Transportation is a huge challenge throughout the Church of Melanesia. Priests and bishops spend a lot of time and money getting to parishes around the islands, especially in the Diocese of Ysabel, the biggest geographically. Our team had a taste of this experience through these vehicles:
1. The Isabella
We were aboard the Isabella for 10 hours from Honiara to Santa Isabel. It was very much a public transport ship—big, creaky, oily and packed with people (and cockroaches). At 200 Solomon dollars one way ($30 Canadian) it’s the most affordable way to travel. We were among the privileged few to have a simple berth at the top of the ship.
There are hardly any roads and just a couple of cars on all of Isabel. Most people get around by hiring a motorboat to zip along the shoreline. You usually wade out to the boat in water that feels like a warm bath.
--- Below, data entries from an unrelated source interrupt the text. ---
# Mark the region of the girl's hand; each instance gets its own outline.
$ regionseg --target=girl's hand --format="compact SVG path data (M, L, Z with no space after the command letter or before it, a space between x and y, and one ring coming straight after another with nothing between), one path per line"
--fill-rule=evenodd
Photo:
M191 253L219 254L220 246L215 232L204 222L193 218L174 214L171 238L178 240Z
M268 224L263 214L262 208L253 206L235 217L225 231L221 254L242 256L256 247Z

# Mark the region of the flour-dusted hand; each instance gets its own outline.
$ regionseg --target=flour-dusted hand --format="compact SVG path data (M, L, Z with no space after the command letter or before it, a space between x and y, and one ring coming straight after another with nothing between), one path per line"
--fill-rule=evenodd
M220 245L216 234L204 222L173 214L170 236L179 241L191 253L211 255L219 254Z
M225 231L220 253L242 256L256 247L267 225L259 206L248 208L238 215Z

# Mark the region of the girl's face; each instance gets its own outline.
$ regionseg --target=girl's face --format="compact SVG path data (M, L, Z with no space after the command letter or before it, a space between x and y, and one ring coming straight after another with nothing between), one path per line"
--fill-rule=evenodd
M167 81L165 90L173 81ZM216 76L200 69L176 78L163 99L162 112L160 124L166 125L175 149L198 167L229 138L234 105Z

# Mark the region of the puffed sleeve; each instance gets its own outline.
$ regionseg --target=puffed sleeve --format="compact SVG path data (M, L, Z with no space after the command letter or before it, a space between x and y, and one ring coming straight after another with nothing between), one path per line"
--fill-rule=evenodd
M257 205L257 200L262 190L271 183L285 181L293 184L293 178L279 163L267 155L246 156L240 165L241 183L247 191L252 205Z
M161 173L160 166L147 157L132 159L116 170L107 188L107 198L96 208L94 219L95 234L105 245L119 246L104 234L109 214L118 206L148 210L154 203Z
To get to the farm at Garanga we travelled for 30 minutes by tractor. It was bumpy and hot but Bishop Naramana gave us each a hat to shield us from the sun. At one point we passed through a Malaysian logging camp and watched them haul enormous trunks of hardwood out to the Solomon Sea.
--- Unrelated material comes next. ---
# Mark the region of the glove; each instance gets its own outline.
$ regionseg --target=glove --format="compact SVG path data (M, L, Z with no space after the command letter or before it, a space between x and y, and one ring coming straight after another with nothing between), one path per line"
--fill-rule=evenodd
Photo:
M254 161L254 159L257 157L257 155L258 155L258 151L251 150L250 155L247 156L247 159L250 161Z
Just before we got to the farm there was a river to cross. We took off our shoes and grabbed the shoulders of our guides so we could make it over the slippery rocks. Hilda Naramana, the bishop’s wife, gave me her sturdy plastic sandals for the journey.
We flew back to Honiara on a noisy nine-seater plane. It took only 40 minutes and we could watch the little islands and turquoise reefs from above.
The only surprise on this last leg was that we had to wait for five hours before the plane arrived. There was no terminal so we were forced to sit outside and admire this view from our departure lounge. Not too bad.